From the Editor: Protecting the Wind

July 31, 2012
What would happen if everyone tried to patent good science, and the way to a good Design Space?

Pharmaceutical manufacturing and R&D jobs may be insecure now, but lawyers won’t be losing job opportunities anytime soon. Not if you look at some of what is being patented in the U.S  today (http://totallyabsurd.com/inventions.htm), or some of the copyrights that are being issued.  Last week, for example, we learned that one consulting firm has copyrights on the phrases “maintenance excellence” and “reliability excellence.” A practicing lawyer advised one editor colleague that it might not be a good idea to use either phrase in a headline (although mentioning the phrase in passing within text would be OK. Whew!). 

If the approval process is this porous, what is to prevent anyone from copyrighting or patenting practically anything?   Maybe the patents won’t hold up in court, but they may hold up just long enough to result in unnecessary legal fees, actions and delays.  The delays could last just long enough to put a smaller innovator out of business, or to prevent the use of good science by competitors.

Other patents may not be as absurd as the “electronic ear bud anchor,” but they definitely overreach.  These patents attempt to protect, as intellectual property, elements of nature, or established ways of doing things.   For instance, there have been attempts to patent portions of the electromagnetic spectrum. 

Sound far-fetched?  Well, in the 1980’s and 90’s, NIR spectroscopist and Contributing Editor Emil Ciurczak says, some of the world’s largest oil companies, including Ashland, BP and Amoco all tried to claim NIR wavelengths as essential parts of their patents for such things as octane number prediction.  

Ashland Oil, for instance, patented NIR wavelengths for the t-butyl-methyne band, while BP International tried to patent the entire NIR region for predicting product properties or yield from feedstock spectra of the process.  Heinrich Prufer, now Managing Director of Sensologic (Norderstedt, Germany) and formerly with Bran + Luebbe, recalls fights against patents that claimed wavelengths as an essential part of the ‘invention’.   He and colleague Heike Bull collaborated on a poster, and article, that asked whether spectra shouldn’t be free as the air.

Katherine Bakeev, Chief Scientist with CAMO Software, Inc.,  recalls an application from a company called Enigma NV that tried to patent the use of NIR to optimize the process for making urea-formaldehyde and other formaldehyde composite resins. I’m no spectroscopist, but doesn’t that sound a lot like basic process analytical technology (PAT)?  The application dated from the early 2000's. By that time, hadn't spectroscopy, process control and optimization been used together, for decades, to improve petrochemical quality? 

Which brings me to FDA’s other three-letter acronym.   Recently, we read that the U.S. issued a patent Patent WO 2012/059520 A1 (Pub. May 10, 2012), to Hoffman La Roche and Lisbon-based  4TUNE Engineering Ltd. on a method that combines NIR, MIR spectroscopy and 2-D fluorescence with chemometric and other models to characterize culture media for biopharma production.  The technique uses these methods to better understand media feed variability and predict fermentation yield based on media quality, allowing for  feedforward control (for example, making changes during manufacturing to improve results), or feedback control, making process changes by working with upstream suppliers.

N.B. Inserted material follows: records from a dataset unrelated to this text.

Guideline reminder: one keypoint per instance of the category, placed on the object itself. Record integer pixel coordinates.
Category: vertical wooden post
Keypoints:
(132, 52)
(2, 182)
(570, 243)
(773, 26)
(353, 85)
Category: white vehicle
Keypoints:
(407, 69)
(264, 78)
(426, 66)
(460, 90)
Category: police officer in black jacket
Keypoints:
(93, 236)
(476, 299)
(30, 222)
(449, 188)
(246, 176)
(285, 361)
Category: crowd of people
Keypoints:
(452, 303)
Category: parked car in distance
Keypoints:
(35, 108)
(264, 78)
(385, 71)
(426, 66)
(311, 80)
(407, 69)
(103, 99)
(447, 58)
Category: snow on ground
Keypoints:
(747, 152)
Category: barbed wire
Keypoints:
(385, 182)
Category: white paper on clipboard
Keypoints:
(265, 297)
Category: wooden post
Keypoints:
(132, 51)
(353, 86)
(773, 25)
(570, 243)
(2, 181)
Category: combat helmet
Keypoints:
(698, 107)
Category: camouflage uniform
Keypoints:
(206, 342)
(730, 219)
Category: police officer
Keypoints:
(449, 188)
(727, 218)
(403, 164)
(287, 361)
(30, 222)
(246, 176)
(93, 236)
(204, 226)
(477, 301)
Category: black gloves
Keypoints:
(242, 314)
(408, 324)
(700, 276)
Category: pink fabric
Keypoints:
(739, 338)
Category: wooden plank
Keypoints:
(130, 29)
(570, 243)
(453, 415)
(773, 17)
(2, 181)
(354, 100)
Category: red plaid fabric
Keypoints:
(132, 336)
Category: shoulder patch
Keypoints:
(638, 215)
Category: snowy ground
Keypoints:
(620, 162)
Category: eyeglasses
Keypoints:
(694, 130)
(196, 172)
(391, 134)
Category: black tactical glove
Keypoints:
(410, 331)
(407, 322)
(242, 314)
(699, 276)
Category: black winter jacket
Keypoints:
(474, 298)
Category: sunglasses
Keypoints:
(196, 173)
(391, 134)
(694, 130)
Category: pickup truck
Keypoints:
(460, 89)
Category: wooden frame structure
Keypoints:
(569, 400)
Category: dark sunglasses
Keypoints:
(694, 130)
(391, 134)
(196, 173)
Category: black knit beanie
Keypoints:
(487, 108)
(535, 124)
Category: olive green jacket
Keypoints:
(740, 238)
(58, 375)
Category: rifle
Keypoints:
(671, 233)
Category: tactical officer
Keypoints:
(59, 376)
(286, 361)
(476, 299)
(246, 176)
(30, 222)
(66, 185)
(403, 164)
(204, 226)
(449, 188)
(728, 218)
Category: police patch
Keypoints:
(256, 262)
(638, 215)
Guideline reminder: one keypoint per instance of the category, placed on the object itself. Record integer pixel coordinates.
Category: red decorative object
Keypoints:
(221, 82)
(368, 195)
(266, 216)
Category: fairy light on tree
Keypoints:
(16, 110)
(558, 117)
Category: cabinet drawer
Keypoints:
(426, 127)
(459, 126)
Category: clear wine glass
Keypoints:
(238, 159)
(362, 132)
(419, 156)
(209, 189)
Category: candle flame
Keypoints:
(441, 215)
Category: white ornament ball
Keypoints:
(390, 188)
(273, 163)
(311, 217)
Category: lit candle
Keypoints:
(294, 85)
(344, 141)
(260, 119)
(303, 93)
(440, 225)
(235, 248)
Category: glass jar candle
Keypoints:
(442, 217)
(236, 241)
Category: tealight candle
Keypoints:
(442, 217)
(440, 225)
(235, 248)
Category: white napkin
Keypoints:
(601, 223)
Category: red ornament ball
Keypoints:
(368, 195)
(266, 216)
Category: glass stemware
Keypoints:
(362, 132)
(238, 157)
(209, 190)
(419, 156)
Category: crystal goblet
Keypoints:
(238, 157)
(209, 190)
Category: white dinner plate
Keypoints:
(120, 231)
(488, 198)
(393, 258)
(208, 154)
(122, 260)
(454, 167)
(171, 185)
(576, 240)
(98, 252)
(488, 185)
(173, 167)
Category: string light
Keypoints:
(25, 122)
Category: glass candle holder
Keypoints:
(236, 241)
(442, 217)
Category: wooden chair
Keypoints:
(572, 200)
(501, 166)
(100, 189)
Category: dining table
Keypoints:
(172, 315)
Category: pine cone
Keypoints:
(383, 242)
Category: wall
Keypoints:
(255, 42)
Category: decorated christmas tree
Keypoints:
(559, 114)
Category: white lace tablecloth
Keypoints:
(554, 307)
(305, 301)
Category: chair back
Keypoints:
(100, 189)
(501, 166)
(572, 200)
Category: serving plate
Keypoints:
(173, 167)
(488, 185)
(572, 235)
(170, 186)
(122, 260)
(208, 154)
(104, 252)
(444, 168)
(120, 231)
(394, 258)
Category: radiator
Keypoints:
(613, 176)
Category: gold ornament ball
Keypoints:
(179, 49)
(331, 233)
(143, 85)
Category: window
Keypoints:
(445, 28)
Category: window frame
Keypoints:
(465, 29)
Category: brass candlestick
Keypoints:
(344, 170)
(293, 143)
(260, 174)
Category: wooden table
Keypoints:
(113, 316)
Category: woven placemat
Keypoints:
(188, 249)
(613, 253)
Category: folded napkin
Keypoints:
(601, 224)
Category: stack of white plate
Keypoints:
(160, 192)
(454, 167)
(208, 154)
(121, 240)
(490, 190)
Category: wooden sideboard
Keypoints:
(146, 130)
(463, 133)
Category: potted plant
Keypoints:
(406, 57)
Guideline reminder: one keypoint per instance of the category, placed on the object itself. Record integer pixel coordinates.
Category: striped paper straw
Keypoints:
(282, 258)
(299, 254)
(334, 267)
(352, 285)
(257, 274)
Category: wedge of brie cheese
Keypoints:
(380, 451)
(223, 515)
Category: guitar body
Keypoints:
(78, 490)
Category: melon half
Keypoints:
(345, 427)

We are hoping to develop an article with 4Tune that will discuss the nonproprietary aspects of this method in greater detail.  It is smart science and it certainly sounds interesting.

But on the surface, the fact that the patent was issued in the first place brought some troubling questions:  First, what if every pharmaceutical manufacturer patented its own approaches to PAT and QbD?  Would that expand the use of these methods, or preserve the status quo? Second, haven't the patent's underpinnings, or something that sounds very much like them, been done before, for both small and large molecules? I can recall plenty of QbD presentations over the past few years at the annual AIChE meeting that discussed some combination of all these elements for process optimization and control.  Does the act of patenting this approach prevent others, who might have developed very similar methods, from using techniques they’ve perfected inhouse?

Pharmaceutical companies are in business to protect their own interests and to be profitable.  But with PAT and QbD, isn’t the goal inclusivity, with everyone sharing basic methodologies and embracing new methods?  The specifics of how Company X develops a Design Space for Product Y should remain strictly guarded trade secrets.  But could patent exclusivity prevent more companies from embracing smarter manufacturing, and put future patients at risk?